Esta mañana les decía a mis alumnos de 2º ESO, en medio de una de las
actividades especiales programadas para este mes, que
no permitieran que la vida se les escapara rondando.
Bueno, para no faltar a la verdad, lo cierto es que casi literalmente les he dicho que el día de hoy no lo volverían a vivir y que había que sentirlo y saborearlo. Nada del
carpe diem ese al que tengo cierta manía, sino más bien una de
déjate cuestionar por la vida; pero, como todo: si no lo digo así, no se entera
ni el tato...
Al menos este grupo ha sabido
-más o menos, tampoco hay que pasarse- cuidar algo el silencio. Y quizá por eso, mínimamente, uno de los
chavales se atrevía a contar al grupo un par de cosas personales, de esas que les rondan a los adolescentes por la cabeza a todas horas y que para ellos son el centro de su propio mundo. Me ha sorprendido porque no es uno de esos alumnos a los que un profesor pondría la etiqueta de "buen alumno", sino más bien
tirando a conflictivo, esperando en la silla el momento de salir del sistema educativo por la puerta de atrás o dejarse llevar vete tú a saber por qué o quién... Y sin embargo, era el primero en romper el hielo, ofrecerse voluntario o coger una escoba para barrer. Sus palabras, además, despertaban en mí la certeza de que a los adolescentes hay que
prestarles oído, porque no se entienden, no saben, algunos hasta sufren. Y esto no me gusta. Y me molesta.

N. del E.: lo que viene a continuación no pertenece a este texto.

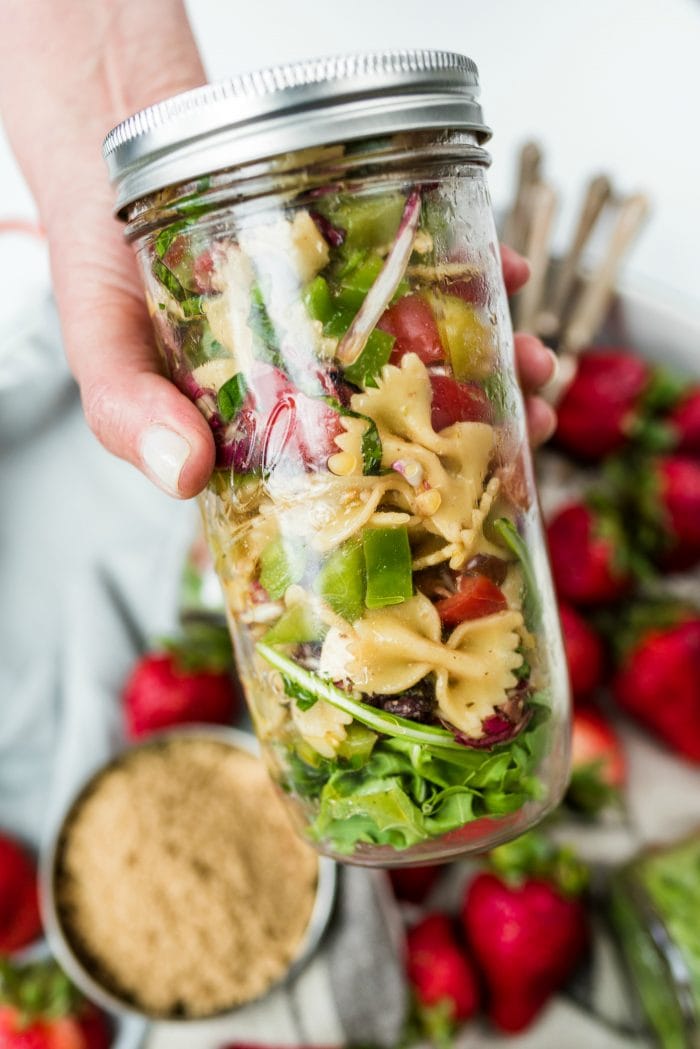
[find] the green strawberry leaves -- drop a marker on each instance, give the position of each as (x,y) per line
(534,855)
(40,990)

También los padres sufren. Hoy, además, recibía la visita de cuatro. Y todos sufrían, de uno u otro modo y en distinta medida. Mis compañeros, en general, tienen menos entrevistas con padres a lo largo del curso que yo; me imagino que es debido a que no me acostumbro a no mandar deberes para casa o permitirles que se vayan
de rositas sin haber hecho algo en clase.
Mala costumbre la mía la de forzarles a trabajar y regañar cuando no lo hacen. Un padre de alumno sufriente es mala cosa y a veces se revuelven contra el profesor
-que, en el fondo, ya sabe la sociedad que es el culpable de todo, claro. Sorprendentemente, estas familias venían de buenas, con ganas de que a sus hijos se les ayudara y de colaborar para lograrlo. Uno me decía, incluso, que
no sabían cómo ayudar mejor a su hija.
Y me ha gustado la expresión, por lo sincera y clara: no sabemos qué hacer, pero necesitamos hacerlo. Ojalá todos los padres de mis alumnos vinieran así de claros y con las cartas sobre la mesa. Seguro que vencíamos entre escuela y familia a la Administración y los adolescentes saldrían más airosos.
Y, además, me he divertido. Gracias.